No, you are not wrong, but I believe in software there is always a balance. If
I have a problem, and you've said you would fix it, it is reasonable for me to
expect some things out of our arrangement: dates, notifications, whatever. It
varies by how anal I am and how much I trust you or don't trust you to make my
problem go away.

Even if there is no customer-vendor relationship, let's say you are working on
your own for your own startup, or you are doing your own thing for Google or
somebody. Even then you still have to meet some dates. Once you promise a
beta, guess what? Code's gotta happen between now and then. If people ask you
what you're doing, it might help to have a powerpoint, email, song, or
something to be able to explain what your plan is.
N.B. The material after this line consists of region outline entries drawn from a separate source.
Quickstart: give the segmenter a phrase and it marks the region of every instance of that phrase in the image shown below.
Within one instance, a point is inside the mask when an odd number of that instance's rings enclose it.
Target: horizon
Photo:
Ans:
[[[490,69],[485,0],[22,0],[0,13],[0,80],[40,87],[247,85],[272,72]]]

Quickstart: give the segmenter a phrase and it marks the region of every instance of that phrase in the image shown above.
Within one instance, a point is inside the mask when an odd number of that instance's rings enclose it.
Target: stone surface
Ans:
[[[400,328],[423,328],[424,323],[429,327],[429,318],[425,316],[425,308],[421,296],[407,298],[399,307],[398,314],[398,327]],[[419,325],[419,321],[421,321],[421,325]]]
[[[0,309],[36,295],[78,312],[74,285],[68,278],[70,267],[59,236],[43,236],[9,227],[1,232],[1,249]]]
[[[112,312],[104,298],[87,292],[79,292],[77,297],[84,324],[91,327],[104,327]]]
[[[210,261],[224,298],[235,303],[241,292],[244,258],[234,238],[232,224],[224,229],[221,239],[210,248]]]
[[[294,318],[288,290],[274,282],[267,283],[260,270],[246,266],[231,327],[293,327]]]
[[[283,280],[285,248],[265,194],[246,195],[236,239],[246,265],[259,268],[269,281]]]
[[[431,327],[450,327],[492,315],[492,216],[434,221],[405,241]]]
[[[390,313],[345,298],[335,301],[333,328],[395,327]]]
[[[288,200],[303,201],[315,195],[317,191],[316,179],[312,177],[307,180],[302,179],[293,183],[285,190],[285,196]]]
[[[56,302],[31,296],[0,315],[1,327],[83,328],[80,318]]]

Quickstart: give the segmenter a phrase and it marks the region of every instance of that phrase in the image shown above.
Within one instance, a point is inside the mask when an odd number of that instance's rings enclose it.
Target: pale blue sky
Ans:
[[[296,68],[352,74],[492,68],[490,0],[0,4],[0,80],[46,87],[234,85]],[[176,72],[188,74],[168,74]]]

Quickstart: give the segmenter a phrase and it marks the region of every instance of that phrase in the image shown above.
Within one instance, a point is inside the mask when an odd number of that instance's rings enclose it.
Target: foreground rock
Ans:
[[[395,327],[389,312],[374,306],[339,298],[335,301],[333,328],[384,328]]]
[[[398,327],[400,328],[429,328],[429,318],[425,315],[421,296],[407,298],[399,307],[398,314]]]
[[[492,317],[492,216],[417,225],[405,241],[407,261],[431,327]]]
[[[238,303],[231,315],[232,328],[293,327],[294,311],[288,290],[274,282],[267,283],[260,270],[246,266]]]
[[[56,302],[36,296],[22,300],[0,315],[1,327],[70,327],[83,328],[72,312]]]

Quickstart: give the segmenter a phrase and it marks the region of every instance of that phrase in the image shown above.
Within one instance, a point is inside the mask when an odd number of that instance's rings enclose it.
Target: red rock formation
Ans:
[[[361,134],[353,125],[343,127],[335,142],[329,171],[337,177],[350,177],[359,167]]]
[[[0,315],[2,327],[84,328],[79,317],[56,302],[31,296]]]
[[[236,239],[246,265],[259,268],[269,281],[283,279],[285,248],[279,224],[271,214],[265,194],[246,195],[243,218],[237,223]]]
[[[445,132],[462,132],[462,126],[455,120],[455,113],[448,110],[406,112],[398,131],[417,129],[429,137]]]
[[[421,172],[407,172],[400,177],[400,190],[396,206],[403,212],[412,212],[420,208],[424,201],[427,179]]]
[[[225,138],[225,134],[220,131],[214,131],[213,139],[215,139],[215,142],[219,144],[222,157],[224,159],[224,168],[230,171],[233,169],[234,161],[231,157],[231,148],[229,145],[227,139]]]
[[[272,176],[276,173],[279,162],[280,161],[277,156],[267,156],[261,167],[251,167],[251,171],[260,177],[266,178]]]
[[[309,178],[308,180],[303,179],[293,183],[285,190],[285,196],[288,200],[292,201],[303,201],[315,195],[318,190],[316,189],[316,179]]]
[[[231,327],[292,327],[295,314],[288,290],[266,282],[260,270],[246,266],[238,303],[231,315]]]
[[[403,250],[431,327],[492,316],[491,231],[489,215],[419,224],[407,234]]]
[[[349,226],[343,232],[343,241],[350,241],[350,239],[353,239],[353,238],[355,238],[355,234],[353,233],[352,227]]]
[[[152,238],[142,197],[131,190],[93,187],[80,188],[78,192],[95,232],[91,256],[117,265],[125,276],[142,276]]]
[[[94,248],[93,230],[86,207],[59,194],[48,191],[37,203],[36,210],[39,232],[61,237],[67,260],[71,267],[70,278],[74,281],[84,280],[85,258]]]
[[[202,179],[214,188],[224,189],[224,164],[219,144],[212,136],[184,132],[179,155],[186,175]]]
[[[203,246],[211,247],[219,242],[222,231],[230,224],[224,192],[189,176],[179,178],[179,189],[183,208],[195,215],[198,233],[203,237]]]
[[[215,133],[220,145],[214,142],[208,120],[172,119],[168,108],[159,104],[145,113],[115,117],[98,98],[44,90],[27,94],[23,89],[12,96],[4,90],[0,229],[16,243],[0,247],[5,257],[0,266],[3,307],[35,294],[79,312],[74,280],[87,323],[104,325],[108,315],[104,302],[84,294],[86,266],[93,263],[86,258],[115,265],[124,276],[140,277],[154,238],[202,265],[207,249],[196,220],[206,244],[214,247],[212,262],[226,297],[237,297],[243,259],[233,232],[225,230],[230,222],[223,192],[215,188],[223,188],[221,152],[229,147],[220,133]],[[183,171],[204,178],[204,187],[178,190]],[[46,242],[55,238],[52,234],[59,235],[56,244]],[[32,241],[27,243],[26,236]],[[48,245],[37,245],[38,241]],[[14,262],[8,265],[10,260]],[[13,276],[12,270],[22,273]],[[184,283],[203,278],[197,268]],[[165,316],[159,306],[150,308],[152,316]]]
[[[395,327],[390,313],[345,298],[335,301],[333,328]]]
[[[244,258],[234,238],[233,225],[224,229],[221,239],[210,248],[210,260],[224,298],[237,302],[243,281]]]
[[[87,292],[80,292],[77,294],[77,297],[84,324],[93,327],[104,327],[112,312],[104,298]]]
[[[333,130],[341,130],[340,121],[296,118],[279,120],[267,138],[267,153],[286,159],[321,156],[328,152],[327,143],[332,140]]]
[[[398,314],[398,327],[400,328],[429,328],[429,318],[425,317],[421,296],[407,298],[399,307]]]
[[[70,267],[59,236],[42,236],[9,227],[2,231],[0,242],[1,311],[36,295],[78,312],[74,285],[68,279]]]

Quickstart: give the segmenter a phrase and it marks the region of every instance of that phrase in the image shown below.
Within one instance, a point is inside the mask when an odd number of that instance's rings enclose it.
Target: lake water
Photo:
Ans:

I don't know if you're a prima donna or not, but I do know that early in my
programming experience, I thought code was an art form. Later on I realized
that they call it software engineering for a reason: you can make solutions
happen with some kind of repeatability. That doesn't mean there isn't
creativity involved, but it means that sometimes we flatter ourselves with
thinking we're being creative when really we're just reinventing the wheel and
putting our name on it.

Think of it like writing a piece of music. You can be as creative as you want,
but still there is a lot of pre-existing stuff that you must deal with:
measures, notation, instruments, schedules, patrons, etc. Yes -- you can throw
any and all of that away, but THAT only works if you understand what each part
contributes. So there's no free ride: you just can't declare yourself creative
and immune to the imposition of the rest of reality. So yes, you can expect
somebody to ask for dates, requirements, etc -- that's what outsiders always
do. I imagine some places are worse about it than others.

That's just my opinion, for what it's worth.